Importance of KNN Algorithm
Consider there are 2 categories, that is Category A and Category B, and we have a new data point x1, so this data point will lie in which of these categories. To solve this type of problem, we need algorithm. With the help of algorithm, we can easily identify the category or class of a particular dataset. Consider the below diagram.
The K-NN working can be explained on the basis of the below algorithm.
Step-1: Select the number K of the neighbors
Step-2: Calculate the Euclidean distance of K number of neighbors
Step-3: Take the K nearest neighbors as per the calculated Euclidean distance.
Step-4: Among these k neighbors, count the number of the data points in each category.
Step-5: Assign the new data points to that category for which the number of the neighbor is maximum.
Step-6: Our model is ready.
Sentiment Analysis
Sentiment analysis is a machine learning text analysis technique that assigns sentiment (opinion, feeling, or emotion) to individual words or full texts on a polarity scale of Positive, Negative, or Neutral.
It can read thousands of pages in minutes or keep an eye on your social media accounts for posts about you. For example, in the tweet below about the messaging tool Slack, all of the individual sentences would be categorised as Positive. Companies can now track product launches and marketing efforts in real time to observe how customers react.
Sentiment analysis models may be trained to read for things like sarcasm and misused or misspelt phrases using powerful machine learning methods. Models, once correctly trained, can consistently give accurate results in a fraction of the time it takes humans.

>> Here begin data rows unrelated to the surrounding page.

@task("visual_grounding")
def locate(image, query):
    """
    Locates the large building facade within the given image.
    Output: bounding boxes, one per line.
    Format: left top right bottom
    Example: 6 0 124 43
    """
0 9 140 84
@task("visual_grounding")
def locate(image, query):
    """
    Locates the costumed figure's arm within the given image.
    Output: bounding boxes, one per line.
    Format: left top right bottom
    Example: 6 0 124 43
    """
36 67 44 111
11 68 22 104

Try out Monkey Learn's pretrained sentiment classification tool right away. Alternatively, discover how to tailor your own sentiment classifier to your company's language and needs.
Email Spam Classification
Email spam categorization is one of the most prevalent uses of classification since it works nonstop and requires minimal human intervention. It saves us from laborious deletion jobs and, in some cases, costly phishing frauds.
The various algorithms are used by email apps to determine if an email is intended for the recipient or is unwanted spam. Spam emails are weeded out of the ordinary inbox using text analysis categorization techniques: perhaps a recipient's name is misspelt, or certain scamming phrases are utilised.

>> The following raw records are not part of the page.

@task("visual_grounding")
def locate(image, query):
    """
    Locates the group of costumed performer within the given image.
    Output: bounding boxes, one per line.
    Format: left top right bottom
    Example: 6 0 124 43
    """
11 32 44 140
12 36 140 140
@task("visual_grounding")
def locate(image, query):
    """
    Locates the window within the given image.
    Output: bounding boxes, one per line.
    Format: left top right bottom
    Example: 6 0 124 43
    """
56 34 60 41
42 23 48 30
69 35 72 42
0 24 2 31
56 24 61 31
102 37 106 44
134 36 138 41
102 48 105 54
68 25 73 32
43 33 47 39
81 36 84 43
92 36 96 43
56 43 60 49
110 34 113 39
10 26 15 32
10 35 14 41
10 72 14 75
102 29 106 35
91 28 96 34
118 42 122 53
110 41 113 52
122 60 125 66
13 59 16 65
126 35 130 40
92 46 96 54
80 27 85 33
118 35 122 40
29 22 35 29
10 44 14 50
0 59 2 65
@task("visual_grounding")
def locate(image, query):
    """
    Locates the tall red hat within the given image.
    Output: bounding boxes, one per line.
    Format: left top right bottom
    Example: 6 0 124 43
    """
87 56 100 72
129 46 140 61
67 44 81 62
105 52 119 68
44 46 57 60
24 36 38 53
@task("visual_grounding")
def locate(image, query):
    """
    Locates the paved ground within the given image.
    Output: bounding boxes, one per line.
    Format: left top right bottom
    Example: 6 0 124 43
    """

As we've all experienced when signing up for an email list that ends up in the spam bin, spam classifiers still need to be trained to some extent.
Document Classification
Document categorization is the process of categorising documents based on their content. Previously, this was done manually, such as in library sciences or with hand-ordered legal files. Machine learning classification techniques, on the other hand, make this possible.
Document classification varies from text classification in that it classifies entire documents rather than individual words or phrases. When using online search engines, cross-referencing themes in legal documents, and examining healthcare records by drug and illness, this is put into effect.
Image Classification
A given image is assigned to previously trained categories through image classification. These could be the image's subject, a numerical value, or a theme, for example. Multi-label image classifiers, which work similarly to multi-label text classifiers, can be used to tag an image of a stream into different labels, such as "stream," "water," "outdoors," and so on.
You can tag photographs to train your model for appropriate categories using supervised learning methods. The more you train it, the better it will work, just like any other machine learning model.
References:
- Stuart Russell and Peter Norvig (1995), “Artificial Intelligence: A Modern Approach,” Third edition, Pearson, 2003.
- Solanki, Kumar, Nayyar, Emerging Trends and Applications of Machine Learning, IGI Global, 2018.
- B Joshi, Machine Learning and Artificial Intelligence, Springer, 2020.
- Mohri, Rostamizdeh, Talwalkar, Foundations of Machine Learning, MIT Press, 2018.